# Hooking live bait



## yakfish (Mar 13, 2005)

How do you all hook up your live bait for flatheads using bluegill suckers, shad, bullheads etc.? Do you usually hook them thru the back, the head, lips, or the tail? I wonder if is more/less effective depending on where you hook them. I would think hooking them thru the tail or along the back wuld give them a more natual wounded swimming action on the hook. but I have always though that predator fish strike the head and swallow the fish head first. 

What has worked best for you? Or does it even matter?


----------



## M.Magis (Apr 5, 2004)

In slack water, a hook behind the dorsal usually works best for most baits. With chubs and suckers, they have soft flesh but tough lips, so I hook those through the lips. When fishing current, everything gets hooked through the lips.


----------



## hoplovestofish (Aug 3, 2010)

In fast current, I hook my bluegills through the nostrils. hop


----------



## golive (Feb 20, 2011)

I have only fished in lakes and ponds but when I use live bait I hook it through about the middle of its back if fishing with a float.
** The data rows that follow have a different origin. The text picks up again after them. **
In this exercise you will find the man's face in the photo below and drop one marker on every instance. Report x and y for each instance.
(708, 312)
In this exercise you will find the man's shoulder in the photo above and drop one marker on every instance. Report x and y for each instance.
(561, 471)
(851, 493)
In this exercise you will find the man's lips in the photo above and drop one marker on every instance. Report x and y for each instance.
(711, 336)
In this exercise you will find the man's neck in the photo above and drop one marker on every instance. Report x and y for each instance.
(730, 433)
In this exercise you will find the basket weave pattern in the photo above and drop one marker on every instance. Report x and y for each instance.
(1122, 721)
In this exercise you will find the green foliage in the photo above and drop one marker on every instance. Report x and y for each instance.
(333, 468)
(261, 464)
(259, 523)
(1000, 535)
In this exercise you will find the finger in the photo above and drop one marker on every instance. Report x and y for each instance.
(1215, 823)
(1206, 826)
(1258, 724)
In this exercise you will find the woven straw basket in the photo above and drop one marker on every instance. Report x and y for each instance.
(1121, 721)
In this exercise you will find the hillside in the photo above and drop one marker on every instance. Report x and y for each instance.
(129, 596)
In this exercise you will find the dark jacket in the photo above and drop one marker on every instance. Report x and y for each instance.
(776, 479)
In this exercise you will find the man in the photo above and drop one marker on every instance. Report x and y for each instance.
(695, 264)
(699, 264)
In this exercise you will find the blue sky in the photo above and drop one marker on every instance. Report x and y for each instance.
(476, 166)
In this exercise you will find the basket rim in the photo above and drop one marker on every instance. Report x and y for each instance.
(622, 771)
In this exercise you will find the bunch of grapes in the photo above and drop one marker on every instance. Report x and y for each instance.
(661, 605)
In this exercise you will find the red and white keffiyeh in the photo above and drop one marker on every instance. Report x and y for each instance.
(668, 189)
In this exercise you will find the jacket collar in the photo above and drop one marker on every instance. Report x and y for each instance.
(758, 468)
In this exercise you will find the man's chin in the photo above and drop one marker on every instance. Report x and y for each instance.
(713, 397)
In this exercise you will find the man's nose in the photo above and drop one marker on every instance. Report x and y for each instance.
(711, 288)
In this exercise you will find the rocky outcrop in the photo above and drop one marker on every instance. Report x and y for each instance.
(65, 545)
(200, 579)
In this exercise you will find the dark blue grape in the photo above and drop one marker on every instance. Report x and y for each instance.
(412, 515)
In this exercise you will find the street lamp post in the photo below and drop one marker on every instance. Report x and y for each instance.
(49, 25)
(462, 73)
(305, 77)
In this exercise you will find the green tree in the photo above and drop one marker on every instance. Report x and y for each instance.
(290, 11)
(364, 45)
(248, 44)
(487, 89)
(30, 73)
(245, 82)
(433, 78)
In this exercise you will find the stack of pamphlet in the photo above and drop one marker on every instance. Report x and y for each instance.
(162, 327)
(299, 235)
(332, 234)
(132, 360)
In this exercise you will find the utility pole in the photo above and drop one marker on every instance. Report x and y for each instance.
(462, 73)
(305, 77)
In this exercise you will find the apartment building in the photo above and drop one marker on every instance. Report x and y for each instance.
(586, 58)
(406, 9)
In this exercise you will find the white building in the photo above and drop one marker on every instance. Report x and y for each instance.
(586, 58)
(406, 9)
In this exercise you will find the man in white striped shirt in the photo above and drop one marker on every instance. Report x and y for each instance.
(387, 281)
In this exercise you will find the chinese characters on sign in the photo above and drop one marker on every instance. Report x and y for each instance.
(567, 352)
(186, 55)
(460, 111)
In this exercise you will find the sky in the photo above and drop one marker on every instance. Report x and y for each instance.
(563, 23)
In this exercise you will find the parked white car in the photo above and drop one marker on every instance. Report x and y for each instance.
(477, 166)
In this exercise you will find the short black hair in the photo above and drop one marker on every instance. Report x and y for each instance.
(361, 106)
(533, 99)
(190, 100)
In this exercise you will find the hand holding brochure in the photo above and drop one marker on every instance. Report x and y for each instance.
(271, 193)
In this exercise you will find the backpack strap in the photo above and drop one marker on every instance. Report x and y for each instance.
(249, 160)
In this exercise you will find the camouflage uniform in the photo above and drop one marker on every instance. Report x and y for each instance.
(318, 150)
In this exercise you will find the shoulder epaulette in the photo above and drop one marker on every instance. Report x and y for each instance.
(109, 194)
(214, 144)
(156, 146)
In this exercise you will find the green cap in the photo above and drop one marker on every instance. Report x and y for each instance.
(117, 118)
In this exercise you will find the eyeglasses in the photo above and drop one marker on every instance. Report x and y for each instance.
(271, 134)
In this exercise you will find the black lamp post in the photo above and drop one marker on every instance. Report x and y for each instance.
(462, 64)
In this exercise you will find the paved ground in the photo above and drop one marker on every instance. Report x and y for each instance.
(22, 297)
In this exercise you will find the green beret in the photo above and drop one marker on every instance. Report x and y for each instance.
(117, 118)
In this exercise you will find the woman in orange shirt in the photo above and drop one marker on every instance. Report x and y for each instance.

If on bottom I hook it just behind and above it pooper, so it will stay upright.


----------



## D_Edwards13 (May 28, 2012)

I always hook my bait through the eyes rarley do i throw my bait of and it cast well because you dont have the wind resistance from the fish being side ways. when doin so you have to make sure you go straight through the two eyes or you will hit the brain and kill it.


----------